Kuorum Tak Terpenuhi, MDLN Rancang RUPSLB Kedua Bahas Pengalihan Aset

Sabtu, 05 September 2026 | 22:18:31 WIB
PT Modernland Realty Tbk [FOTO: NET].

JAKARTA — PT Modernland Realty Tbk. (MDLN) siap mengagendakan Rapat Umum Pemegang Saham Luar Biasa (RUPSLB) kedua guna menggodok rencana pengalihan, pemindahtanganan, maupun penjaminan aset perseroan dengan nilai menembus lebih dari 50% total kekayaan bersih.

Rencana tersebut sejatinya menjadi agenda utama dalam RUPSLB MDLN yang dihelat di Jakarta Garden City, Jakarta Timur, Jumat (4/9/2026). 

Kendati demikian, mata acara itu belum menyentuh batas minimal kuorum mengacu pada POJK No. 15/POJK.04/2020. RUPSLB tersebut dihadiri oleh jajaran pemegang saham beserta jajaran Dewan Komisaris dan Direksi PT Modernland Realty Tbk.

“Untuk agenda pertama, kuorum belum terpenuhi. Sehubungan dengan hal tersebut, perseroan akan menyelenggarakan RUPSLB kedua sesuai dengan ketentuan peraturan yang berlaku,” kata Komisaris Independen Modernland Realty Iwan Suryawijaya dalam keterangan pers, Jumat (4/9/2026).

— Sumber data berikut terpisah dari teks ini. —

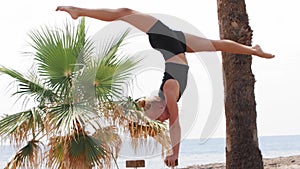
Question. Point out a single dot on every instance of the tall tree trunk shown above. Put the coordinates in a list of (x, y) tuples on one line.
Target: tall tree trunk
[(242, 151)]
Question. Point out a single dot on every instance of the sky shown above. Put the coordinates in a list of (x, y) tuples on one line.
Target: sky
[(275, 28)]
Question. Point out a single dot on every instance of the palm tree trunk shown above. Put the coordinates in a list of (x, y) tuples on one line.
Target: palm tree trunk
[(242, 151)]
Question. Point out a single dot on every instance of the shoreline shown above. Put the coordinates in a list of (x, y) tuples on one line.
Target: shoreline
[(290, 162)]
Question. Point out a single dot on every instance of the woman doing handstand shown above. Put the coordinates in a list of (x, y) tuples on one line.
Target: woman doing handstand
[(173, 45)]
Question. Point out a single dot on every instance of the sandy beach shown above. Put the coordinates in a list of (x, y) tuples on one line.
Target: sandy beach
[(292, 162)]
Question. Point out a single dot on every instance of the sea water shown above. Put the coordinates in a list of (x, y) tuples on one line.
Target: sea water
[(193, 152)]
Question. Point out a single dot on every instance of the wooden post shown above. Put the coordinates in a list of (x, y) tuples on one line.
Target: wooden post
[(135, 163)]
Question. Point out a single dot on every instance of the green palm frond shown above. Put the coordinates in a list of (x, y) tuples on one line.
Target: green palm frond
[(29, 86), (27, 157), (58, 52), (19, 126)]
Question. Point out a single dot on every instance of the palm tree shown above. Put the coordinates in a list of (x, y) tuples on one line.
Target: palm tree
[(242, 151), (79, 104)]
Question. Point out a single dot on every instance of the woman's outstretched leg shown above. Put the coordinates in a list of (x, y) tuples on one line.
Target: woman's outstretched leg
[(139, 20), (198, 44)]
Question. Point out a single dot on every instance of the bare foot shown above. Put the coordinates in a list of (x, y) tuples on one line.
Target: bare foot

Pada dasarnya, RUPSLB MDLN mengusung dua mata acara. Pertama, permohonan persetujuan atas rencana pengalihan atau pemindahtanganan dan/atau menjadikan jaminan aset maupun kekayaan perseroan yang porsinya melebihi 50% total kekayaan bersih perseroan dalam satu transaksi atau lebih, baik yang saling berhubungan maupun berdiri sendiri.

Kedua, permohonan persetujuan penyesuaian Pasal 3 Anggaran Dasar Perseroan mengenai maksud dan tujuan serta kegiatan usaha demi memenuhi ketentuan Klasifikasi Baku Lapangan Usaha Indonesia (KBLI) berlandaskan Peraturan Pemerintah No. 28 Tahun 2025 tentang Penyelenggaraan Perizinan Berusaha Berbasis Risiko dan Peraturan Badan Pusat Statistik No. 7 Tahun 2025.

Bagi agenda pertama, RUPSLB kedua bakal digelar dalam rentang waktu paling cepat 10 hari dan paling lambat 21 hari pasca-pelaksanaan RUPSLB pertama. 

Bahasan utama agenda tersebut tetap berfokus pada permohonan persetujuan pemegang saham atas rencana pengalihan atau pemindahtanganan dan/atau menjadikan jaminan aset maupun kekayaan perseroan yang nilainya melampaui 50% dari total kekayaan bersih dalam satu transaksi atau lebih.

 Eksekusi aksi korporasi ini bakal dijalankan sesuai regulasi yang berlaku dan mengantongi izin pemegang saham.

Di sisi lain, agenda kedua RUPSLB terkait perombakan Pasal 3 Anggaran Dasar Perseroan telah memenuhi syarat kuorum. Pemegang saham merestui penyesuaian tersebut yang menyangkut maksud, tujuan, serta kegiatan operasional usaha perseroan.

Dalam forum rapat itu pula, pemegang saham menyerahkan kuasa dan wewenang kepada Direksi Perseroan untuk mengeksekusi beragam langkah yang diperlukan sehubungan dengan penerapan keputusan perubahan Anggaran Dasar tersebut.